Announcement

Collapse
No announcement yet.
X
  • Filter
  • Time
  • Show
Clear All
new posts

  • RESHAPE with different number of variables per "year"

    Dear all,

    I looked for similar queries and couldn't find any, but of course, if you know of other "threads" let me know.
    It's been months that I've been working on the following, I'd be very very grateful if you could help me with this. So here's a brief description of my dataset:
    • It's in wide format: time runs horizontally.
    • KEY: the number of variables for each year CHANGE.
    Now, the goal is to make this dataset LONG as in a panel format: individual // all years // all variables.
    The dataset is renamed decently in the format (example):

    FAMID_1968 INDIVID_1968 // INCOME_1968 NCHILD_1968 EMPSTAT_1968 // INCOME_1969 NCHILD_1969 EMPSTAT_1969 [+N: PENSION_1969...] // ...

    Now there's my problem: the number of columns per year is not constant, and I don't think reshape is built for dealing with this situation. I wouldn't know how to implement (1) with variables emerging (for instance) the first time in 2013.

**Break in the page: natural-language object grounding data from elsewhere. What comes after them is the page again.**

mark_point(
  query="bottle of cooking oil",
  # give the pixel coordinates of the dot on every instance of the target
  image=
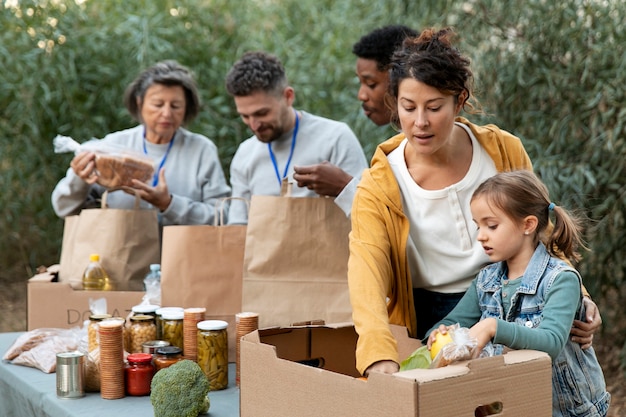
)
(95, 277)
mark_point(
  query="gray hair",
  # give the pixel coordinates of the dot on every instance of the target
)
(169, 73)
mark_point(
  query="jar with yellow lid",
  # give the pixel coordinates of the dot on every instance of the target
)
(213, 352)
(172, 322)
(167, 356)
(142, 329)
(92, 330)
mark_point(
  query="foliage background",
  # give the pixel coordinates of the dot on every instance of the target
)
(552, 73)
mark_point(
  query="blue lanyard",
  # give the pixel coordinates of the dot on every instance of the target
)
(293, 145)
(155, 179)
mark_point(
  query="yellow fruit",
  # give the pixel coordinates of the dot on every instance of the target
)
(440, 341)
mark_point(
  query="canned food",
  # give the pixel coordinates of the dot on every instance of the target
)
(213, 352)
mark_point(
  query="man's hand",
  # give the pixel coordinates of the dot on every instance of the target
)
(325, 178)
(582, 331)
(385, 367)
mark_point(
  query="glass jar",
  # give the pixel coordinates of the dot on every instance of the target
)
(172, 322)
(142, 329)
(92, 330)
(147, 309)
(139, 372)
(159, 318)
(167, 356)
(213, 352)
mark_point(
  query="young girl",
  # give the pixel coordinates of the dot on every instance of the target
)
(529, 296)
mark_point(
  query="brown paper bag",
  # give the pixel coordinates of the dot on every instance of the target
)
(126, 240)
(202, 266)
(296, 261)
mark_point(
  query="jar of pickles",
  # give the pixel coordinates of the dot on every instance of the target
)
(172, 325)
(167, 356)
(138, 373)
(213, 352)
(92, 330)
(142, 329)
(159, 318)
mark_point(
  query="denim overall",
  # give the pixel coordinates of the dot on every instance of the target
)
(578, 386)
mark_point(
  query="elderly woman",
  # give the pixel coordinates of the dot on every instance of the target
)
(189, 178)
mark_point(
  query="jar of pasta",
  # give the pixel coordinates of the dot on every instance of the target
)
(142, 329)
(213, 352)
(167, 356)
(172, 324)
(92, 330)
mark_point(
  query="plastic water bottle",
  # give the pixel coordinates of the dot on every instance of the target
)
(95, 277)
(153, 279)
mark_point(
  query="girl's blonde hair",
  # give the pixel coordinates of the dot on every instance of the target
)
(520, 194)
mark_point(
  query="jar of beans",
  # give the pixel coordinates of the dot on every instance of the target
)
(142, 329)
(92, 330)
(172, 322)
(167, 356)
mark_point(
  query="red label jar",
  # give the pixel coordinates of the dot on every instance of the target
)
(139, 372)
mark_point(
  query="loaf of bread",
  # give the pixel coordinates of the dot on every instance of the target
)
(116, 170)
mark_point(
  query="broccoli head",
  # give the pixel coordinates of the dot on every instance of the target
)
(180, 390)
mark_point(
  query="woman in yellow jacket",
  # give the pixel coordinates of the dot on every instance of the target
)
(413, 250)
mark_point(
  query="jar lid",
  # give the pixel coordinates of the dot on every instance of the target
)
(141, 317)
(169, 350)
(139, 358)
(145, 308)
(173, 315)
(99, 317)
(212, 325)
(162, 310)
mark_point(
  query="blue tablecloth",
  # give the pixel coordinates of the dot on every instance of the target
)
(30, 392)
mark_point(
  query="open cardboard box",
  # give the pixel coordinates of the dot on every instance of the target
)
(57, 304)
(310, 371)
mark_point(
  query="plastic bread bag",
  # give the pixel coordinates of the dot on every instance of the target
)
(116, 165)
(461, 348)
(38, 348)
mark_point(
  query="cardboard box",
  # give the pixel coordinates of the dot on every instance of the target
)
(310, 371)
(57, 304)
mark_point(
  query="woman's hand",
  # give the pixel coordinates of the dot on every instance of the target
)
(385, 367)
(582, 331)
(158, 196)
(84, 165)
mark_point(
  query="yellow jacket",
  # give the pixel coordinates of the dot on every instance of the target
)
(378, 267)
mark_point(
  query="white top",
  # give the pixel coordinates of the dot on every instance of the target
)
(443, 252)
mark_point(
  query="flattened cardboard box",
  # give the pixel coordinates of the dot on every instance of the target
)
(310, 371)
(57, 304)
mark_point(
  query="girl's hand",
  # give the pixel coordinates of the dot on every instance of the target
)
(484, 331)
(158, 196)
(431, 338)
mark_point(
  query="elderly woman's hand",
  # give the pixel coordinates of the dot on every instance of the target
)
(158, 196)
(84, 165)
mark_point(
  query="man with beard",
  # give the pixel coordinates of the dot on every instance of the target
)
(285, 138)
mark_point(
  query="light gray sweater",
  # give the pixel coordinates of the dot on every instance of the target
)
(319, 139)
(193, 174)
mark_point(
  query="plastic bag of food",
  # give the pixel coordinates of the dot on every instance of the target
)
(38, 348)
(116, 165)
(461, 348)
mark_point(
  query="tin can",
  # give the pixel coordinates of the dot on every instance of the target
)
(70, 373)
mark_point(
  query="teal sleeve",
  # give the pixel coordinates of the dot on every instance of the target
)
(467, 312)
(561, 303)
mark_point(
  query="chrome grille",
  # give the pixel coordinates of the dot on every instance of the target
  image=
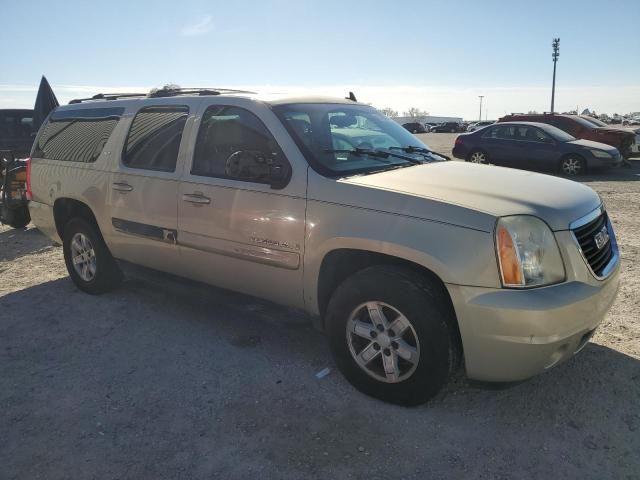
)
(598, 258)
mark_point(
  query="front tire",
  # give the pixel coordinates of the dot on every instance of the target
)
(89, 262)
(390, 332)
(572, 165)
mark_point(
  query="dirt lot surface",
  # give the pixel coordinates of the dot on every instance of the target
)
(154, 381)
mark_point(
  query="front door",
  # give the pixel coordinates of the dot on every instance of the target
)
(236, 229)
(144, 188)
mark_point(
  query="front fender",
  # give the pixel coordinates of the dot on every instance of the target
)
(457, 255)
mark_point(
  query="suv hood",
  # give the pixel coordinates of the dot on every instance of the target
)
(496, 191)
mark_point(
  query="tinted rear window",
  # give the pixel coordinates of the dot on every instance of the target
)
(154, 138)
(15, 124)
(77, 135)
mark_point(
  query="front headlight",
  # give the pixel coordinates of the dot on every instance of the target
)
(527, 252)
(600, 154)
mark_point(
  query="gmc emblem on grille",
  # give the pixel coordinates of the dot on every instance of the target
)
(602, 237)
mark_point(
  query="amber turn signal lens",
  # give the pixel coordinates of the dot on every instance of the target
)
(509, 263)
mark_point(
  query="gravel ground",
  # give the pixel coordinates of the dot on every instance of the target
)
(159, 380)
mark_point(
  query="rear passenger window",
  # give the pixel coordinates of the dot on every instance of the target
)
(233, 143)
(154, 138)
(502, 132)
(77, 135)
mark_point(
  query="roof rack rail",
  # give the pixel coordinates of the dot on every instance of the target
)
(172, 92)
(107, 96)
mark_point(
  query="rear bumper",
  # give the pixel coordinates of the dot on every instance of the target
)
(605, 162)
(511, 335)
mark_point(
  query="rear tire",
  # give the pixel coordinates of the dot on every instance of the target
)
(572, 165)
(17, 217)
(89, 262)
(409, 366)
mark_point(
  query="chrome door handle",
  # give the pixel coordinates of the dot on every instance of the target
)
(122, 187)
(197, 198)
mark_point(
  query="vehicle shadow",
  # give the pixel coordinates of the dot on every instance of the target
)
(16, 243)
(220, 374)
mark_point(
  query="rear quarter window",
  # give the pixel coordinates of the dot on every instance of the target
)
(77, 135)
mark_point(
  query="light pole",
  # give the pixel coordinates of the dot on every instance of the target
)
(556, 53)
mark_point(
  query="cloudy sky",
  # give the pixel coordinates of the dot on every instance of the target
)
(434, 55)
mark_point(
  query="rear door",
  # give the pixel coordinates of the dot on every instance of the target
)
(144, 187)
(234, 229)
(499, 143)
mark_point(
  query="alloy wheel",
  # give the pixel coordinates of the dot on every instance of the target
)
(83, 257)
(383, 342)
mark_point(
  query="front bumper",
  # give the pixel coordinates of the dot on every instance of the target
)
(511, 335)
(614, 162)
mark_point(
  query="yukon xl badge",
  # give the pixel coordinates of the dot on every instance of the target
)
(602, 237)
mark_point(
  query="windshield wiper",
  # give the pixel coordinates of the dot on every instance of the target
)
(413, 149)
(381, 154)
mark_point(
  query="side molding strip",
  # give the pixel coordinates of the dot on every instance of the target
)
(167, 235)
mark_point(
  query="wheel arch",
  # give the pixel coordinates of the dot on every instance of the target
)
(339, 264)
(573, 154)
(65, 209)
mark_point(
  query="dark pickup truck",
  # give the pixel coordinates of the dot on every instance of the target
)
(16, 129)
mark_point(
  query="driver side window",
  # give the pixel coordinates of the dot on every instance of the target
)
(233, 143)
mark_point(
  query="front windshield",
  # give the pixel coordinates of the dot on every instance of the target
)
(595, 121)
(342, 139)
(558, 134)
(584, 122)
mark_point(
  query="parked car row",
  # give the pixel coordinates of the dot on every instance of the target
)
(534, 145)
(478, 125)
(582, 127)
(445, 127)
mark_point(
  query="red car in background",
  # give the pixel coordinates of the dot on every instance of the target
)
(580, 128)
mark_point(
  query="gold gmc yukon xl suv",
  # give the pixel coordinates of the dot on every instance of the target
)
(411, 264)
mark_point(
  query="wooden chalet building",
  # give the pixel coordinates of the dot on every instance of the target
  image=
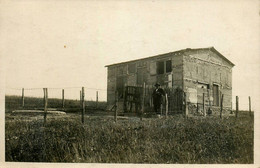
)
(192, 71)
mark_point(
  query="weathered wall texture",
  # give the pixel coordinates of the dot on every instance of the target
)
(208, 73)
(196, 71)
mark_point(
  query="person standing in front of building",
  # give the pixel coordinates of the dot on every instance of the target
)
(158, 95)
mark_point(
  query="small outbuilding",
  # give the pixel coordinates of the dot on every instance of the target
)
(199, 76)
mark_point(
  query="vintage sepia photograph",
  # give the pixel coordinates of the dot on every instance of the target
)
(130, 82)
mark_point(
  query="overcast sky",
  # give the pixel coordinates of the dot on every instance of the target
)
(68, 43)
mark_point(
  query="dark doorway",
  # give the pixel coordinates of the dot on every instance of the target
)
(215, 95)
(141, 76)
(120, 82)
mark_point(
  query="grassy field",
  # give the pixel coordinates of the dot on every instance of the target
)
(153, 140)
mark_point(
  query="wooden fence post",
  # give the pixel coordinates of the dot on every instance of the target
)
(203, 105)
(63, 100)
(186, 107)
(116, 103)
(166, 103)
(83, 105)
(237, 106)
(221, 105)
(250, 113)
(96, 99)
(143, 100)
(231, 107)
(23, 97)
(45, 91)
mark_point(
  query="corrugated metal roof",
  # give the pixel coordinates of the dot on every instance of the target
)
(179, 51)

    If you need more details or the actual scripts just let me know and I'll promptly get back to you.
    Many many thanks in advance,

  • #2
    Have you already tried it? Reshape should work fine, it will just create missing values if a variable is not present for a certain year.

    Edit - example:
    Code:
    clear
    input id a2000 a2001 b2001
    1 1 2 3
    end
    
    reshape long a b, i(id) j(year)
    list, noobs
    
      +-------------------+
      | id   year   a   b |
      |-------------------|
      |  1   2000   1   . |
      |  1   2001   2   3 |
      +-------------------+
    Last edited by Wouter Wakker; 03 Dec 2019, 08:15.

    Comment


    • #3
      Hi Wouter, thanks for your reply

      I have tried right now with the following command, by including with ds all the variables except the id in the command.

      Code:
      ds, not(varl *reshape*)
      reshape long `r(varlist)', i(id) j(year)
      And it presents the usual error, attached:

      Click image for larger version

Name:	dele.JPG
Views:	1
Size:	40.9 KB
ID:	1527333



      I just realised that probably I should use input those variables after "reshape long" but without the suffix #### (year). Am I right?


      Many thanks

      Comment


      • #4
        I just realised that probably I should use input those variables after "reshape long" but without the suffix #### (year). Am I right?
        Correct. That should solve it.

        Comment


        • #5
          It's actually less obvious than I thought. I need to input all my variables without suffix, so let's make a list of them without number at the end.
          I tried to solve my problem with the following trick:

          Code:
          ds, not(varl *reshape*)
          foreach v of var `r(varlist)' {
                  local years = substr(`"`v'"',-4,4)
                  local stubs = subinstr(`"`v'"',"`years'","",1)        
          }
          However, even if it runs, the local "stubs" will contain all my variables (without suffix) N times (as many times as they are present throughout the years). So if I display "stubs", it says:
          Code:
          EDUCOMP ambiguous abbreviation
          That I believe is exactly because of the fact it appears more times (not sure why this specific variable though, there are some other before it).
          Edit: I have also tried macrolists as in:

          Code:
          local try : list uniq stubs
          But when I display try (with d `try') it gives me the same error

          Do you have suggestions?
          Last edited by Francesco Amodeo; 03 Dec 2019, 10:01.

          Comment


          • #6
            I don't work often with list manipulation in Stata, so maybe there is a more efficient way, but this seems to work:
            Code:
            rename *_* ** // remove underscore from variables
            ds var1 *reshape*, not
            local stubs
            foreach var of varlist `r(varlist)' {
                local stubs `stubs' `=substr("`var'", 1, strlen("`var'")-4)'  // remove years of each variable and append to list
            }
            local uniquestubs: list uniq stubs // list of unique stubs
            di "`uniquestubs'"

            Comment


            • #7
              It was though but I engineered a way to retrieve un-suffixed, unique stubs to perform RESHAPE. I felt like Nick for three seconds.
              Now another minor problem: now when I run the reshape, it says the variables for 1968 are too long.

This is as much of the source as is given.